Résistance et Diversité génétique dans la Population Générale et chez les Hommes

Résistance et Diversité génétique dans la Population Générale et chez les Hommes

Le Virus de l’immunodéficience Humaine (VIH) 

Définition et Classification du VIH Le VIH appartient à la famille des Retroviridae définis par un mode de réplication passant par une étape de rétro-transcription de leur ARN en ADN. Pour se multiplier, le VIH a besoin de rétrotranscrire son ARN en ADN pour pouvoir l’intégrer dans le génome de la cellule hôte dont il détourne le fonctionnement.

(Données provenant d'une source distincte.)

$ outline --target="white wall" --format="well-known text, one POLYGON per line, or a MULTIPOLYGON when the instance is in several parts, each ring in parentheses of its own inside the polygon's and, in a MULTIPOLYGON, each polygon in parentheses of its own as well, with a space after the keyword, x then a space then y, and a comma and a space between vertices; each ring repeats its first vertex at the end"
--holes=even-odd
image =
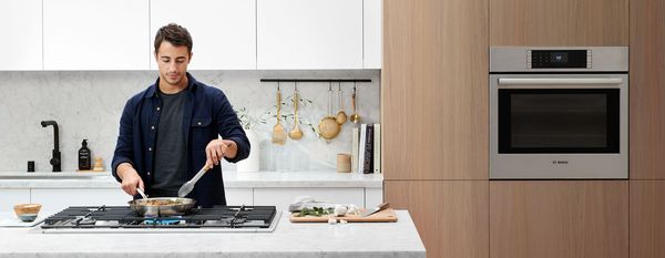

Selon l’évolution phylogénétique, les rétrovirus sont classés en sept genres incluant les Lentivirus (Coffin, 1992). Ces derniers infectent principalement les cellules du système immunitaire (macrophages et lymphocytes T CD4+ ). Les infections lentivirales causées par le VIH résistent aux attaques du système immunitaire et causent généralement des immunodéficiences sur des périodes relativement longues (pouvant atteindre dix ans) avant l’apparition de symptômes cliniques identifiables et l’état de maladie. Le patient infecté peut conserver le virus en permanence depuis la primo-infection et jusqu’aux stades avancés de la maladie (Coffin, 1992).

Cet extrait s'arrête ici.